I thank Sh’ma and its editor for the rich assemblage of responses to my essay. It is a pleasure to have stirred up a moment of relative consensus that ranges across the lines from Kabbalah scholar to Modern Orthodox rosh yeshiva and on to leaders of Reconstructionist and Reform Judaism. Maybe our post-denominational mashiach is indeed on the way. I gladly accede to Asher Lopatin’s call for attention to community; I am a havurah person from way back, after all. So, too, do I recognize the importance of Aaron Panken’s call for adapting to the world of technology, though I personally am an unlikely contributor to that effort.

However, Tzemah Yoreh sits outside that consensus. I really don’t know what he wants of me. I find it more than a bit of postmodernism run amok to say that invalid claims about scientific matters are not self-delusional, but are as legitimate as any other point of view. If he wants to be a halakhah-observing self-proclaimed secularist and agnostic, I send him my blessing. But whether many will be convinced to follow such an eccentric path remains unclear.

I want to add a few words of explanation to my claim that this mystical and neo-mythical approach may make the claims of tradition “more powerful rather than less.” In doing so, I need to take a step back into the context in which I propose it. Two of the most exciting intellectual adventures of our time are the philosophical/spiritual meeting of east and west and the growing scientific study of the human mind, rooted in brain physiology but reaching beyond it. The combination of these two endeavors challenges our conventional western notions of both self and consciousness. Spirituality as a journey inward (rather than upward, as I have insisted), through the multiple levels of human consciousness down to a core where individual ego is transcended and the universal self or Godhead is encountered, will be as familiar to readers of Indian mystic Sri Aurobindo or Sufi poet Rumi as it is to devotees of Hasidic masters Rabbi Nahman of Bratslav and Sefat Emet. The tradition, with all its forms, is a chariot in which to undertake that journey.
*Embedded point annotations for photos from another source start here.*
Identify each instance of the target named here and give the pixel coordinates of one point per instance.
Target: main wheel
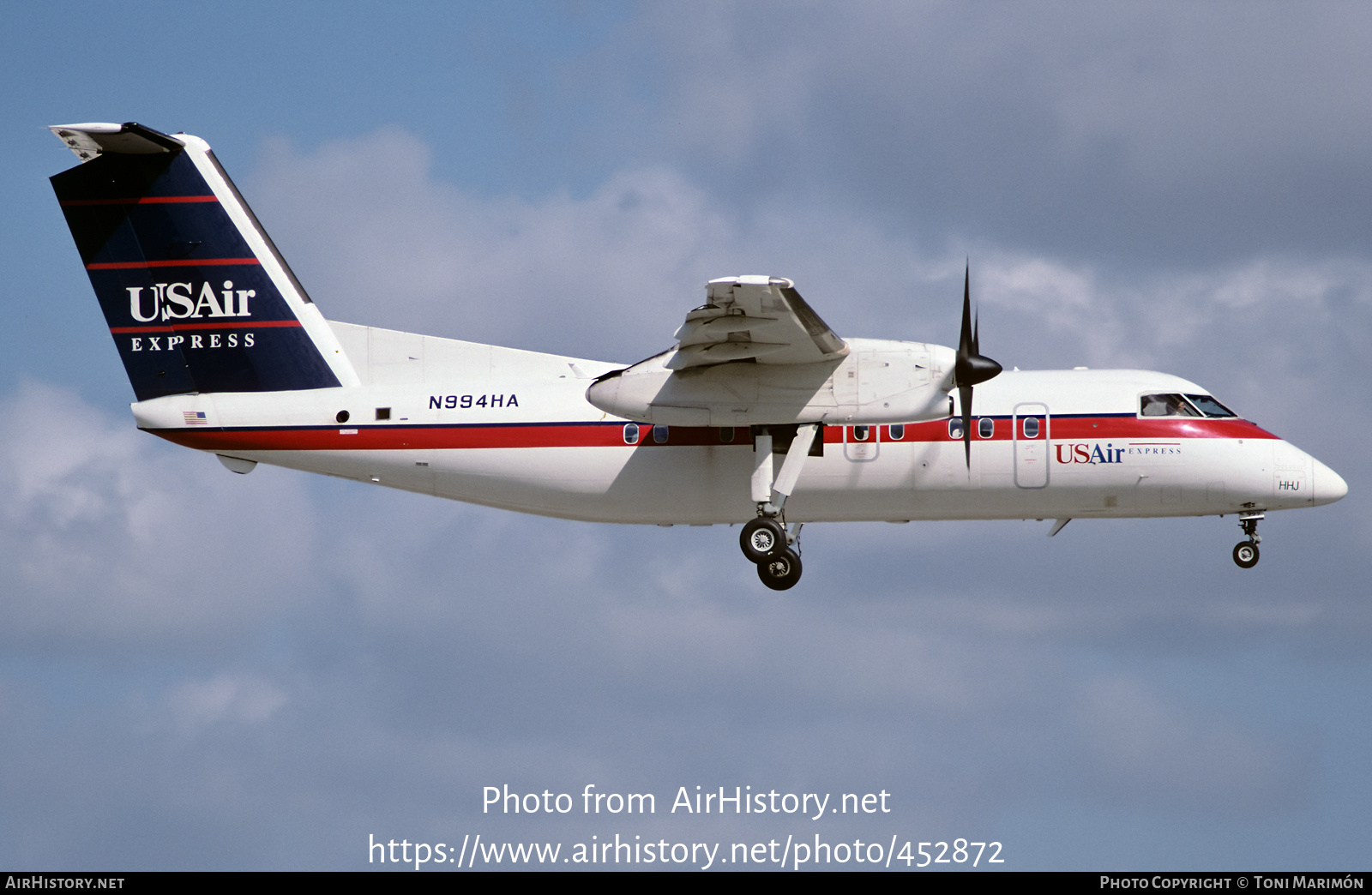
(761, 538)
(781, 570)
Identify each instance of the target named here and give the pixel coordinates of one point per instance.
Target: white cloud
(107, 537)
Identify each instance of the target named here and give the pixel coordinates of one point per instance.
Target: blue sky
(203, 670)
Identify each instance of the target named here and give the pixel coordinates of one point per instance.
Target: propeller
(972, 367)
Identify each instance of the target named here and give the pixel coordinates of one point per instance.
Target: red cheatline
(242, 324)
(178, 262)
(556, 435)
(141, 201)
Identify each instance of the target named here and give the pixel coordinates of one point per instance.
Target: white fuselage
(514, 429)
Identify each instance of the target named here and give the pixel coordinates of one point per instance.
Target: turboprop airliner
(759, 415)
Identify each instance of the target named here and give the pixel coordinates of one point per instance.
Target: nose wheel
(1246, 552)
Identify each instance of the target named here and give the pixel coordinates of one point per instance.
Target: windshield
(1182, 405)
(1166, 405)
(1211, 406)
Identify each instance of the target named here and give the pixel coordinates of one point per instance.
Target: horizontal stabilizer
(91, 141)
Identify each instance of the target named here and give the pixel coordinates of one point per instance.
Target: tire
(761, 538)
(781, 570)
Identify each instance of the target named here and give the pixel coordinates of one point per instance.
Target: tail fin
(196, 294)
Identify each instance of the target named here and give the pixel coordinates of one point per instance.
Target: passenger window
(1165, 405)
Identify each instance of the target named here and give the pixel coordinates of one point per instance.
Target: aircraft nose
(1328, 485)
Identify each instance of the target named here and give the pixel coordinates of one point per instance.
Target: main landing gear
(767, 541)
(1246, 552)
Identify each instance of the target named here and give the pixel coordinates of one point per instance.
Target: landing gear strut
(766, 540)
(1246, 552)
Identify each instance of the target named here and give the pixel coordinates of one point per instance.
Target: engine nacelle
(878, 381)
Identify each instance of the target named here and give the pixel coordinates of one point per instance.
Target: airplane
(758, 415)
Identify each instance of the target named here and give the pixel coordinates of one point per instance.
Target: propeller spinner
(972, 367)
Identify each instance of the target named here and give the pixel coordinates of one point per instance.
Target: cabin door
(1032, 445)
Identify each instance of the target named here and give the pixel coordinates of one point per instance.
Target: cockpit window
(1166, 405)
(1211, 406)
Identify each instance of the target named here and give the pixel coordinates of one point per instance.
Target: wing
(754, 317)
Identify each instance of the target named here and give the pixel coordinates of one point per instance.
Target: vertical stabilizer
(196, 294)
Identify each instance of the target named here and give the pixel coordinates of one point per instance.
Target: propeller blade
(973, 367)
(965, 399)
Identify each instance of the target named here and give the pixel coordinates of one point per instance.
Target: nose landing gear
(1246, 552)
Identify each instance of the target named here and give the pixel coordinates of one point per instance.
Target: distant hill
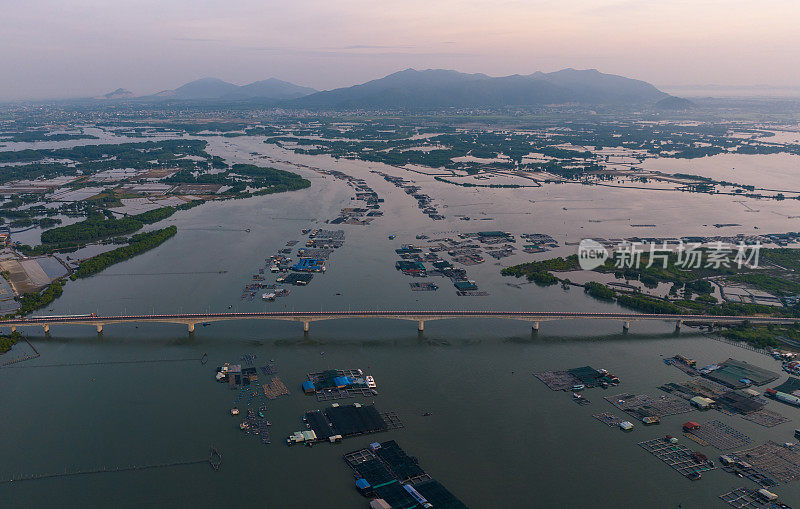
(674, 103)
(437, 88)
(214, 88)
(119, 93)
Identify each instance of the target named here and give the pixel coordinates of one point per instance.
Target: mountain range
(437, 88)
(214, 88)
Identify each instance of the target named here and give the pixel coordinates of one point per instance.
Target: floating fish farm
(394, 480)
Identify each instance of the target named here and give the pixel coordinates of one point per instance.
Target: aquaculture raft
(720, 435)
(766, 418)
(677, 456)
(608, 419)
(780, 462)
(745, 498)
(642, 405)
(275, 388)
(387, 472)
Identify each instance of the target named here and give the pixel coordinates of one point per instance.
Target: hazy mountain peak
(120, 93)
(443, 88)
(215, 88)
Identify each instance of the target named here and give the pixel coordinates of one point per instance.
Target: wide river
(497, 437)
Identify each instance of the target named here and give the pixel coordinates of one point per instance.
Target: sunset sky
(51, 49)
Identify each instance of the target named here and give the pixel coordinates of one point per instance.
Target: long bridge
(190, 320)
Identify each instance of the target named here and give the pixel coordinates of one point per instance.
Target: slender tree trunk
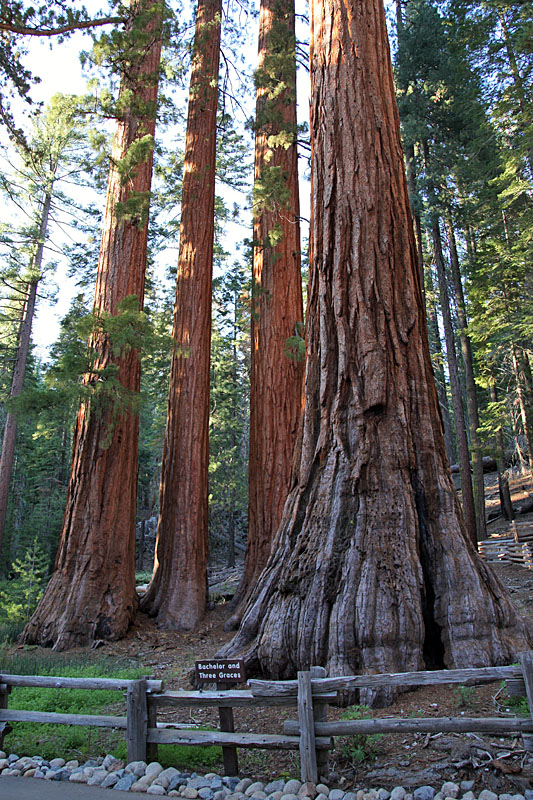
(503, 484)
(471, 393)
(460, 423)
(19, 370)
(372, 568)
(178, 590)
(91, 594)
(438, 366)
(277, 313)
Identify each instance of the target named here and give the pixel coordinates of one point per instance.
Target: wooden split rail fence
(514, 548)
(311, 734)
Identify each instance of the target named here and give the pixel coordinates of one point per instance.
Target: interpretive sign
(220, 671)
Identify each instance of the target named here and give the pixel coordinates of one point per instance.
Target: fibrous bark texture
(91, 594)
(178, 590)
(371, 569)
(277, 368)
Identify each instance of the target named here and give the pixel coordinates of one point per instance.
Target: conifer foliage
(178, 591)
(91, 594)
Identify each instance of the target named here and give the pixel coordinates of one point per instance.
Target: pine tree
(91, 594)
(178, 590)
(372, 569)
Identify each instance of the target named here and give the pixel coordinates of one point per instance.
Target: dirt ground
(499, 763)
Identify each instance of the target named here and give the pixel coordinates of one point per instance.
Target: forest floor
(497, 763)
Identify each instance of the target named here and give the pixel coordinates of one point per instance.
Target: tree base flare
(81, 622)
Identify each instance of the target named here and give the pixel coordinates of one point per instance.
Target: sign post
(223, 673)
Spiritual claims are meant to address a level of mind different and more profound than the narrow ridge of ordinary consciousness that we have deemed to crown as “rational.” Yes, there are dangers in plumbing those depths; Rabbi Nahman himself broadly hinted that mystics and psychotics have something in common.  But we have the guideposts of historical experience and community, the Yakhin and Boaz, twin pillars of our inner Temple, to help keep us safe.

In our post-critical age, historical claims based on peshat (literal reading) are lost to us and philosophical remez (allegory) is awfully hard to sustain. We are left with a religion of drash and sod, creative, imaginative, and esoteric re-readings of tradition. (Here, I nod to my friend Michael Fishbane, who leads us to see these four as a fulcrum, indicating an ultimate meeting of sod and peshat.) Fortunately, it turns out that drash and sod are where most of the fun lies. Creative reinterpretation is once again our lifeblood.

The path I lay out here is indeed an elitist one, requiring mental suppleness and stability as well as knowledge and patience. But it can be translated for popular consumption, much as the vaunted mystical intellectuality of Dov Baer of Mezritch was wrought by his disciples into a dynamic religious movement that brought light and joy to the hearts of many thousands some 250 years ago. It’s worth the challenge.